Two major Slovakian construction companies, both heavily dependent on large state contracts, have recently been restructured. Both of these cases have proven that Slovakian entrepreneurs, even those who live off of public money, perceive and utilise the current regulation of the restructuring procedure as a “legally safe way” to restart their businesses and get rid of a large portion of creditors. This option is viable also in a moment, when the only solution clearly is a bankruptcy petition. Understandably, this led hundreds of subcontractors (mostly one-man businesses) to severe financial difficulties.
The regulation of the restructuring procedure was widely criticised by the professionals, including TaylorWessing, and due to a massive campaign started in media by the latest restructuring cases, the Slovakian government had to react. It presented, within couple of days, an amendment to the Act on Bankruptcy and Restructuring. Its first provisions, which concern mostly with the claims of unsecured creditors, entered into force towards the end of April 2015, and are applicable for all restructurings, even those commenced prior to the enactment of the amendment (most of the other amended provisions shall be effective as of 1 January 2016 – we will provide further information on these in next RCR updates).
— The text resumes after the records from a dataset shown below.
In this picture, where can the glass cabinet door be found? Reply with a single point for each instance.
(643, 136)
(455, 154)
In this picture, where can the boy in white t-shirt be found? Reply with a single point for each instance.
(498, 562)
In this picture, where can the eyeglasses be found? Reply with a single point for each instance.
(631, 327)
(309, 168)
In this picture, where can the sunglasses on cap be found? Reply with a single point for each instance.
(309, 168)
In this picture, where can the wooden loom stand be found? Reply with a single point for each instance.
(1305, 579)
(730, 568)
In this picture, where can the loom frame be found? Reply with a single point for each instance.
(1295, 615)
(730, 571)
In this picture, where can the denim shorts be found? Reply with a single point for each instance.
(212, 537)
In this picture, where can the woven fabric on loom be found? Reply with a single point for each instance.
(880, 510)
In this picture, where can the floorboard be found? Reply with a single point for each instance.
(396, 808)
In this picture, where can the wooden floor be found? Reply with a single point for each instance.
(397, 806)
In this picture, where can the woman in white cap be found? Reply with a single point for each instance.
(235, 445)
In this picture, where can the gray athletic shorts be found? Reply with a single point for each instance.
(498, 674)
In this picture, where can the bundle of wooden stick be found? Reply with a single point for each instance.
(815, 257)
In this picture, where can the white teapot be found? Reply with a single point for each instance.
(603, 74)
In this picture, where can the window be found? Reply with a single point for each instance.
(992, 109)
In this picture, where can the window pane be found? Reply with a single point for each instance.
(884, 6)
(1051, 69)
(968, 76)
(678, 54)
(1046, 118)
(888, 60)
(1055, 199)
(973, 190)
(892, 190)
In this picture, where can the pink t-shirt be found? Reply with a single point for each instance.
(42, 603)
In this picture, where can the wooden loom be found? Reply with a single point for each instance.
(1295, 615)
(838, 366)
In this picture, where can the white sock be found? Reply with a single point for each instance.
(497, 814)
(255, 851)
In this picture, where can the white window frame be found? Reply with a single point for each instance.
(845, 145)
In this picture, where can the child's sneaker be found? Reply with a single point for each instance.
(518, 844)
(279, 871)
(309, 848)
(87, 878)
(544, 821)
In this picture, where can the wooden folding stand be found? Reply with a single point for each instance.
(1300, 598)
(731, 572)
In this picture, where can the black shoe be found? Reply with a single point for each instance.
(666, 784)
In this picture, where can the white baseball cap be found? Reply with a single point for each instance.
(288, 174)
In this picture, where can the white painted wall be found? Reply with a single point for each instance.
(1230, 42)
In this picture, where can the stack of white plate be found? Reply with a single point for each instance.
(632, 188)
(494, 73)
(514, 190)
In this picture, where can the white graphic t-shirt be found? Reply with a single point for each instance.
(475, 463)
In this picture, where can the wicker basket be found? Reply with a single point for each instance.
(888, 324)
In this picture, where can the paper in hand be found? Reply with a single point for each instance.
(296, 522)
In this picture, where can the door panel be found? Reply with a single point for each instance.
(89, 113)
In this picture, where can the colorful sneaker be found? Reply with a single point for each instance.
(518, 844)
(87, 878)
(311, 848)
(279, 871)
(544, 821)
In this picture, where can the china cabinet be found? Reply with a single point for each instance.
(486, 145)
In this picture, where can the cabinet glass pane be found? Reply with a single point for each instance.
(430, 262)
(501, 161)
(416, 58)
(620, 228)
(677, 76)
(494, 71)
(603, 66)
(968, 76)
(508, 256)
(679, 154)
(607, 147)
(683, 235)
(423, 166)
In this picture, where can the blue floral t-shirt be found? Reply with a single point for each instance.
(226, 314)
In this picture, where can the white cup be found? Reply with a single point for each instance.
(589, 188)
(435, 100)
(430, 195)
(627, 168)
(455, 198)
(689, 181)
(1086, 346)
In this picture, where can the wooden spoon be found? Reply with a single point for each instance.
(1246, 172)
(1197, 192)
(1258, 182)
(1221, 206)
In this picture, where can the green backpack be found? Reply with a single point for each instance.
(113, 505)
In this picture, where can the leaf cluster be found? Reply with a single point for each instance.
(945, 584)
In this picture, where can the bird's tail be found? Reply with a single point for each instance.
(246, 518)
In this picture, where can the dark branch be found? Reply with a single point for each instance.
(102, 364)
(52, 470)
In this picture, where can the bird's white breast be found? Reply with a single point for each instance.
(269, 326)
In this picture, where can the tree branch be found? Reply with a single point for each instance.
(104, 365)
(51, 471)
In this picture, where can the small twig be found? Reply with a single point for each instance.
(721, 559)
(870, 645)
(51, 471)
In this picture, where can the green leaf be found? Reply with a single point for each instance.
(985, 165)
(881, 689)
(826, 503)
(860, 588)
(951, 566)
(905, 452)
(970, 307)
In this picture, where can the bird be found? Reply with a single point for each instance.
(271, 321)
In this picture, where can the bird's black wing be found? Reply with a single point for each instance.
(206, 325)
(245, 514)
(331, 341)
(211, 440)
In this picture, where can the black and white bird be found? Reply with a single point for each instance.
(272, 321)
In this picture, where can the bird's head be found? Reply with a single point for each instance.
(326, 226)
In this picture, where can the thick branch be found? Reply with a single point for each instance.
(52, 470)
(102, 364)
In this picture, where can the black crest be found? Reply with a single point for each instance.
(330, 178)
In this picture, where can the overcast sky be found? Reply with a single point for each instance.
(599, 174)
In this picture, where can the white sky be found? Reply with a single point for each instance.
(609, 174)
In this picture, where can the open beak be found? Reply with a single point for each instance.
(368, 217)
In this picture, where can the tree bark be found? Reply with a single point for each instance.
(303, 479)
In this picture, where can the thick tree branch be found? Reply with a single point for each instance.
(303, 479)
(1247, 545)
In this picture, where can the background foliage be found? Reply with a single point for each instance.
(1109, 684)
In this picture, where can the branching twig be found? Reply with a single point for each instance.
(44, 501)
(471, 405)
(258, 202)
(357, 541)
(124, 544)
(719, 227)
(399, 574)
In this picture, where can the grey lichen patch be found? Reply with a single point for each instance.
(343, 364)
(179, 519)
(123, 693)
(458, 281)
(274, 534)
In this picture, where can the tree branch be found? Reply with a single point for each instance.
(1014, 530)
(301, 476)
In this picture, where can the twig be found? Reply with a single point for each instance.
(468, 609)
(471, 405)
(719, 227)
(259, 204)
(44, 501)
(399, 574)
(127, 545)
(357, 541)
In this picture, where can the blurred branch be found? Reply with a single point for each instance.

Sadly, it is clear at first sight that the aim of the amendment is not to fix the systematic faults of the restructuring procedure in its current form (i.e. the appointment of the administrator, who remains a de facto paid agent of the debtor; the broad competences of the restructuring administrator to refuse the admission of the lodged claims and granting voting powers to the creditors and the lack of any enforceable liability mechanism towards the administrator; no possibility for creditors to review the situation of the debtor). Instead, the amendment represent a shakily written and even constitutionally problematic attempt to provide a politically sellable “patch” for the particular cases subject to media attention.
Nevertheless, the amendment contains a peculiar new regulation on satisfaction of unsecured claims which is effectively undermining the role of restructuring plan. The unsecured creditors shall not only be entitled to payments pursuant to the restructuring plan, but immediately after the plan is fulfilled, they will have the right to claim the difference between the satisfaction received pursuant to plan and 50% of the nominal value of their unsecured claims. To this end, 50 per cent of the nominal value of each lodged unsecured claim does not cease to exist with the approval of the restructuring plan.
On top of this, the unsecured creditors shall have the right to claim satisfaction of their claims from the future profits of the debtor up to the other half of their claims – the debtor will not be entitled to distribute profits until the claims of unsecured debtors are fully satisfied. It is clear that the legislator naively attempts to convey the “hope” that unsecured creditors will be able to receive 100% of their claims. How naïve this is, when there is no time limit for the duration of restructuring plans – in practice five and more years plans prevail and in the future we predict that these periods shall be even longer.
To make situation worse, the new regulation does not rule out the possibility for the debtor to “voluntarily” provide a particular creditor, anytime during the duration of the restructuring plan, with a payment beyond the satisfaction rate granted to that creditor in the restructuring plan (up to 50% of the lodged claim of that creditor).
This basically legalizes the preference of creditors and introduces “prisoners’ dilemma”: it literally opens the door for “behind the scenes” deals with strategic creditors with enough voting power to pass the restructuring plan. At the end of the day, the small unsecured creditors will not have any legally enforceable tools to protect their rights or any negotiation power and will end up with long restructuring plans with low satisfaction rate (at or below 5 per cent).
As the new regulation beats the purpose of restructurings and continues to invite speculators, it would be probably better if Slovakia “freezed” the restructurings until it adopts a completely new set of rules.